Recent advancements suggest that the rise of offensive AI in cyberwarfare is increasingly probable, especially among nation-states with the resources to develop it. In November, Google announced that its project Big Sleep, the company’s advanced AI model for bug detection, autonomously discovered a zero-day vulnerability in SQLite. This breakthrough demonstrates how AI-driven systems can identify complex vulnerabilities faster and more precisely than human analysts, underscoring the potential for AI to conduct sophisticated offensive cyber operations beyond current human capabilities.
Given Google’s demonstrated capabilities, adversarial nation-states are likely already advancing similar systems to gain strategic advantage. With cyberwarfare emerging as the primary tool of modern conflict, we may see these weaponized AI tools deployed in live attacks as soon as 2025.
As countries debate regulatory measures for AI and LLMs, reaching a global consensus remains difficult in today’s polarized geopolitical landscape. Even if some nations commit to restrictions, others may pursue development unchecked. Without an international framework to prevent misuse, 2025 could mark the beginning of an era where AI-driven cyberattacks become more frequent and sophisticated, pushing the boundaries of modern warfare.
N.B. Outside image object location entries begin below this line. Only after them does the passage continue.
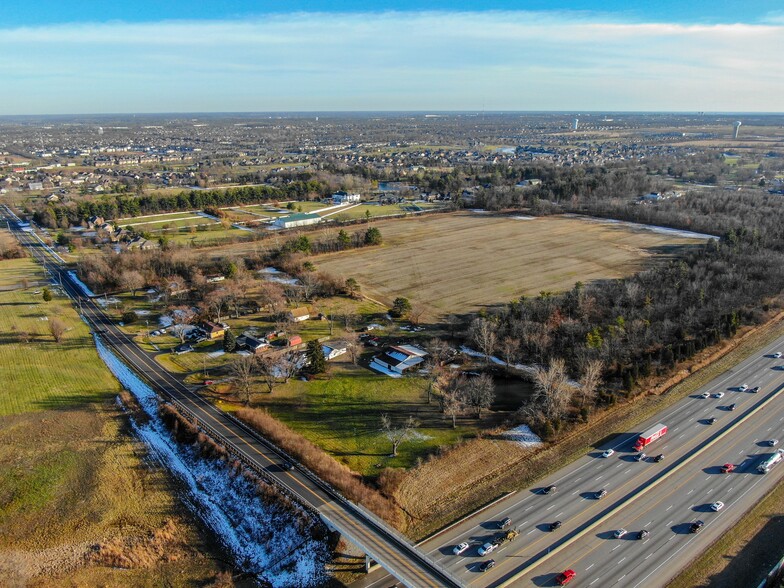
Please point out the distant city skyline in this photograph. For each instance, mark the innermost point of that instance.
(240, 56)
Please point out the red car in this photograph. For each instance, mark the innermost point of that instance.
(565, 577)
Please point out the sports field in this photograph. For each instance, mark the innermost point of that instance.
(465, 261)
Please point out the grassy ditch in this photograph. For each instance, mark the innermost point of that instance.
(72, 477)
(745, 553)
(463, 487)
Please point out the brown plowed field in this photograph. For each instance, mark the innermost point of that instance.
(461, 262)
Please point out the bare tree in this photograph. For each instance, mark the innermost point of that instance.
(480, 393)
(397, 434)
(242, 371)
(452, 386)
(181, 317)
(590, 379)
(482, 333)
(553, 390)
(132, 280)
(57, 329)
(509, 349)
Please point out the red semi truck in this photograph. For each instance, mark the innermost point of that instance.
(650, 436)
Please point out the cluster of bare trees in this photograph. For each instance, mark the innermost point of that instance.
(270, 369)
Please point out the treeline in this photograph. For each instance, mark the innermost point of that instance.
(123, 206)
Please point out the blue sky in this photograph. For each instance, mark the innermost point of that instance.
(77, 57)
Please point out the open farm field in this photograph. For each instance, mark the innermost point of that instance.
(72, 477)
(466, 261)
(15, 271)
(341, 413)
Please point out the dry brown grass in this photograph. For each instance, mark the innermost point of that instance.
(321, 464)
(453, 263)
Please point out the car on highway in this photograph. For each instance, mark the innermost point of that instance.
(565, 577)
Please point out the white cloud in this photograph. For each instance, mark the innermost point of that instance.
(448, 60)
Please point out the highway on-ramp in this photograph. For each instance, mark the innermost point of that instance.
(388, 547)
(661, 497)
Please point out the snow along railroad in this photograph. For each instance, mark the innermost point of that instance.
(264, 539)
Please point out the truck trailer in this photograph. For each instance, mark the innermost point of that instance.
(650, 436)
(765, 466)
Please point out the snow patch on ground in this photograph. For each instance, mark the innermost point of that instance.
(264, 540)
(103, 301)
(522, 435)
(652, 228)
(82, 286)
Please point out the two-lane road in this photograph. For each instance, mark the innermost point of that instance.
(393, 551)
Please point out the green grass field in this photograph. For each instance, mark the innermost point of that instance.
(341, 413)
(71, 475)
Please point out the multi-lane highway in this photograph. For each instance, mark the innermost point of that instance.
(386, 546)
(662, 498)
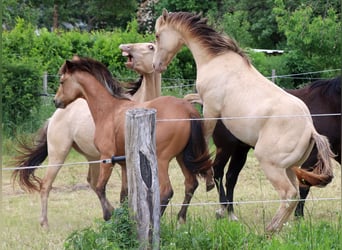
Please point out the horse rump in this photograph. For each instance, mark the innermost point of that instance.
(322, 173)
(196, 155)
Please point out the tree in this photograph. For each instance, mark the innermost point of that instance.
(313, 42)
(101, 14)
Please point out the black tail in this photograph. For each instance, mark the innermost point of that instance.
(31, 155)
(196, 154)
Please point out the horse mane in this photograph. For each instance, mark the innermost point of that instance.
(97, 70)
(133, 87)
(328, 87)
(214, 42)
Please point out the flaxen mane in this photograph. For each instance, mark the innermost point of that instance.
(99, 71)
(213, 41)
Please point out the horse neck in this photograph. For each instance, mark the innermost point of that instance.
(150, 88)
(100, 101)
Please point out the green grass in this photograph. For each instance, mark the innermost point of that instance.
(75, 212)
(203, 233)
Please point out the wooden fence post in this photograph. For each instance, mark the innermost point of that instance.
(273, 75)
(142, 175)
(45, 84)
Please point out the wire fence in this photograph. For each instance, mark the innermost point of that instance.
(187, 84)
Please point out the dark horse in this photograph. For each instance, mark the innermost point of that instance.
(321, 97)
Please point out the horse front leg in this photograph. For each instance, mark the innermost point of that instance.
(190, 184)
(165, 188)
(220, 162)
(105, 173)
(236, 164)
(124, 184)
(46, 186)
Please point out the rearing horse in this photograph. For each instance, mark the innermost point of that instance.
(183, 139)
(279, 125)
(321, 97)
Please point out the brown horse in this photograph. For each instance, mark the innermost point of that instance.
(73, 127)
(232, 89)
(184, 139)
(321, 97)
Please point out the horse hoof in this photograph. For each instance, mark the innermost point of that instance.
(220, 213)
(210, 187)
(233, 217)
(44, 225)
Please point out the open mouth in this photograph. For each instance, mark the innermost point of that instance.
(130, 61)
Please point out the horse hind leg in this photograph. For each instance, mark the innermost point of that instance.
(165, 188)
(285, 182)
(190, 184)
(236, 164)
(46, 186)
(104, 175)
(220, 162)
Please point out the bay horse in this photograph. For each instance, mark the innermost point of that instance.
(321, 97)
(281, 129)
(183, 139)
(73, 127)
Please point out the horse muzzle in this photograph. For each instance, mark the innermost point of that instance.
(58, 104)
(159, 67)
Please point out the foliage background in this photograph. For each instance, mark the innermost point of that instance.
(39, 35)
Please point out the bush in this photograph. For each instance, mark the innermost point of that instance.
(117, 233)
(20, 95)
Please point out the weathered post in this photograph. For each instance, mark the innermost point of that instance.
(273, 75)
(45, 84)
(142, 175)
The increasing use of offensive AI poses significant security threats, such as generating malicious content, launching sophisticated cyberattacks and manipulating sensitive data. To combat this, more advanced AI systems are needed to detect, counteract and prevent such misuse in real time. These systems can bolster cybersecurity by identifying threats faster than traditional methods and neutralizing attacks before they escalate.
Strengthening AI defenses is essential to safeguarding critical infrastructure, sensitive information and public trust in digital systems.
Preparing for 2025’s Cybersecurity Challenges
Reflecting on the past year, it’s clear that no one could have accurately predicted the extent of advancements we’ve witnessed. From AI achieving performance comparable to top students in the International Mathematics Olympiad to the weaponization of LLMs, the progress has been astounding. As we look ahead, the future remains uncertain and filled with conjecture. However, despite the unknowns, we must continue to navigate this path—2025 will undoubtedly bring new zero-day exploits and attacks that we can’t even name yet.
This uncertainty highlights the need for proactive security measures. While we can’t predict exactly what new protections will be needed, we know that addressing key vulnerabilities will be critical. To combat the evolving threats, we must reinforce our security posture with strategies such as zero standing privileges (ZSP)—ensuring access is granted only when necessary—alongside strong identity security foundations, adaptive multi-factor authentication (MFA), robust privileged access management (PAM), single sign-on (SSO) and improved endpoint management.
These measures will help us stay ahead of emerging threats and better defend against the unknowns that lie ahead.
Len Noe is CyberArk’s resident Technical Evangelist, White Hat Hacker and Transhuman. His first book, “Human Hacked: My Life and Lessons as the World’s First Augmented Ethical Hacker,” was published in 2024.